The image of this is the family. People are less and less serious about building a solid and fruitful relationship of love: in sickness and in health, for better and for worse, in good times and in bad. Love which is lasting, faithful, conscientious, stable and fruitful is increasingly looked down upon, viewed as a quaint relic of the past. It would seem that the most advanced societies are the very ones which have the lowest birth-rates and the highest percentages of abortion, divorce, suicide, and social and environmental pollution.
What did the pope tell us in his homily about meeting these challenges? Referring to marriage as the “fulfillment of God’s plan for his beloved creation,” he affirmed that marriage is the “loving union between a man and a woman, rejoicing in their shared journey, fruitful in their mutual gift of self.” This is what Jesus told us in the gospel reading when he said: “From the beginning of creation, ‘God made them male and female’. For this reason a man shall leave his father and mother and be joined to his wife, and the two shall become one flesh. So they are no longer two but one flesh”.”
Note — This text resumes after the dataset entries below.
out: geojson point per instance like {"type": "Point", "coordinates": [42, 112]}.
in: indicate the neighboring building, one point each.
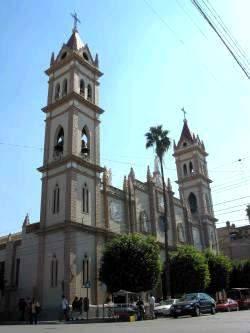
{"type": "Point", "coordinates": [234, 241]}
{"type": "Point", "coordinates": [80, 209]}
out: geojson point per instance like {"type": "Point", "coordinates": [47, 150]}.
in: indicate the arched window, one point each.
{"type": "Point", "coordinates": [144, 222]}
{"type": "Point", "coordinates": [54, 272]}
{"type": "Point", "coordinates": [184, 170]}
{"type": "Point", "coordinates": [82, 88]}
{"type": "Point", "coordinates": [65, 87]}
{"type": "Point", "coordinates": [89, 95]}
{"type": "Point", "coordinates": [85, 56]}
{"type": "Point", "coordinates": [63, 56]}
{"type": "Point", "coordinates": [161, 223]}
{"type": "Point", "coordinates": [58, 149]}
{"type": "Point", "coordinates": [191, 169]}
{"type": "Point", "coordinates": [57, 91]}
{"type": "Point", "coordinates": [180, 233]}
{"type": "Point", "coordinates": [192, 203]}
{"type": "Point", "coordinates": [85, 142]}
{"type": "Point", "coordinates": [56, 200]}
{"type": "Point", "coordinates": [85, 270]}
{"type": "Point", "coordinates": [208, 203]}
{"type": "Point", "coordinates": [85, 199]}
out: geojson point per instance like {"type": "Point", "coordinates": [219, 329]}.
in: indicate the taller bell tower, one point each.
{"type": "Point", "coordinates": [72, 152]}
{"type": "Point", "coordinates": [194, 187]}
{"type": "Point", "coordinates": [70, 200]}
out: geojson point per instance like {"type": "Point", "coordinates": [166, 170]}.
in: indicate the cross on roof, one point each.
{"type": "Point", "coordinates": [184, 113]}
{"type": "Point", "coordinates": [76, 20]}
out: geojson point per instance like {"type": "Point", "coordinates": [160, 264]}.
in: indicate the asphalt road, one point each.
{"type": "Point", "coordinates": [237, 322]}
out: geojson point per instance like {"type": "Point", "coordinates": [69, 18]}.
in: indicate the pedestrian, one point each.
{"type": "Point", "coordinates": [22, 308]}
{"type": "Point", "coordinates": [140, 308]}
{"type": "Point", "coordinates": [65, 308]}
{"type": "Point", "coordinates": [29, 309]}
{"type": "Point", "coordinates": [152, 306]}
{"type": "Point", "coordinates": [80, 305]}
{"type": "Point", "coordinates": [75, 304]}
{"type": "Point", "coordinates": [35, 309]}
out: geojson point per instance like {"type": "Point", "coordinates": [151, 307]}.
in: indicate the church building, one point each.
{"type": "Point", "coordinates": [81, 209]}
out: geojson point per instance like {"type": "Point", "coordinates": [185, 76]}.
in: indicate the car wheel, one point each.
{"type": "Point", "coordinates": [197, 311]}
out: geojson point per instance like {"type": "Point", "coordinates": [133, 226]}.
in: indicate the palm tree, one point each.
{"type": "Point", "coordinates": [248, 212]}
{"type": "Point", "coordinates": [159, 140]}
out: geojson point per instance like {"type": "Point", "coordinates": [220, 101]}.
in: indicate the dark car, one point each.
{"type": "Point", "coordinates": [194, 304]}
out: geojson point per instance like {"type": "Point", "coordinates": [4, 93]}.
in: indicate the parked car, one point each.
{"type": "Point", "coordinates": [193, 304]}
{"type": "Point", "coordinates": [227, 305]}
{"type": "Point", "coordinates": [240, 295]}
{"type": "Point", "coordinates": [164, 307]}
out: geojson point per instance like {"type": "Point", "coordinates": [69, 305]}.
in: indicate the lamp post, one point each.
{"type": "Point", "coordinates": [86, 284]}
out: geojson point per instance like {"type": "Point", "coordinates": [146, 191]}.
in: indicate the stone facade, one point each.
{"type": "Point", "coordinates": [81, 209]}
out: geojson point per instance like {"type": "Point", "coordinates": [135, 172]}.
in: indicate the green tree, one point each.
{"type": "Point", "coordinates": [248, 212]}
{"type": "Point", "coordinates": [158, 139]}
{"type": "Point", "coordinates": [131, 262]}
{"type": "Point", "coordinates": [189, 270]}
{"type": "Point", "coordinates": [240, 275]}
{"type": "Point", "coordinates": [220, 268]}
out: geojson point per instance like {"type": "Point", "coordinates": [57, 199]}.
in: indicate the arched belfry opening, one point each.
{"type": "Point", "coordinates": [59, 144]}
{"type": "Point", "coordinates": [57, 91]}
{"type": "Point", "coordinates": [85, 146]}
{"type": "Point", "coordinates": [184, 170]}
{"type": "Point", "coordinates": [65, 87]}
{"type": "Point", "coordinates": [82, 88]}
{"type": "Point", "coordinates": [89, 93]}
{"type": "Point", "coordinates": [192, 203]}
{"type": "Point", "coordinates": [191, 168]}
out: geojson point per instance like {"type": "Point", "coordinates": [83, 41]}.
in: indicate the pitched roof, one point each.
{"type": "Point", "coordinates": [186, 134]}
{"type": "Point", "coordinates": [75, 42]}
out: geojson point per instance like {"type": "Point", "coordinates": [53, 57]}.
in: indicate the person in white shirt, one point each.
{"type": "Point", "coordinates": [65, 307]}
{"type": "Point", "coordinates": [152, 306]}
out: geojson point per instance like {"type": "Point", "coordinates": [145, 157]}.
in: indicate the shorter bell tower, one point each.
{"type": "Point", "coordinates": [194, 187]}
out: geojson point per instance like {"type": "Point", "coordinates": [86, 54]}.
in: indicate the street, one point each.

Francis noted that “In this extremely difficult social and marital context, the Church is called to carry out her mission in fidelity, truth and love.” The Church is called
to carry out her mission in fidelity to her Master as a voice crying out in the desert, in defending faithful love and encouraging the many families which live married life as an experience which reveals of God’s love; in defending the sacredness of life, of every life; in defending the unity and indissolubility of the conjugal bond as a sign of God’s grace and of the human person’s ability to love seriously. To carry out her mission in truth, which is not changed by passing fads or popular opinions.
Against the din of some who have an agenda to try to change the Church, rather than be changed by the liberating Gospel which she proclaims, I recently wrote that the Catholic Church will not change her teaching concerning marriage and family. She will not, because she cannot. It is a truth originated in God’s loving plan for the whole human race, revealed not only in Genesis 2 and Jesus’ teaching, but in the Natural Law which is a participation in God’s eternal law. But the Synod on the Family could still make a poor decision about the pastoral expression of the Church’s teaching or simply fail to speak up for marriage the way it should. We need a bold voice, speaking clearly about the nature of marriage and making clear how even in its restrictions the Church’s teaching expresses the good news Jesus offers us.
This Pope is well aware of the opposition of the devil and unafraid to address the subject. In November 2013, while preaching at a daily Mass, he gave one of many exhortations to resist the tactics of the devil that have accompanied his ministry. “There are no nuances. There is a battle and a battle where salvation is at play, eternal salvation” he said. “We must always be on guard, on guard against deceit, against the seduction of evil.”
That is why I ask all Christians to pray for this important synod. Some months ago, I wrote an article claiming that the attack on marriage is diabolical. I believe that the enemy has specifically set his fury against the Catholic Church precisely because she is holding firm to the truth about marriage and family when many other Christian communities are not. This fidelity to the truth about marriage enrages hell itself.
I conclude with words taken from that piece as a reminder and a plea: Jesus promised that the gates of hell would not prevail against the Church (Matt. 16:18). The demons have tried for over two millennia, but they have failed. The evil one has set his scopes on the first cell of the Church, the Christian family. Is it any wonder that the enemy of the Lord’s loving plan for the whole human race, the Church, would seek to destroy the Church by attacking its smallest cell? The greatest weapon we have is not our argumentation and apologetics, as vital as they both are. Rather, it is to recognize that the attack is from the gates of hell and to wield the spiritual weapons the Lord has given us.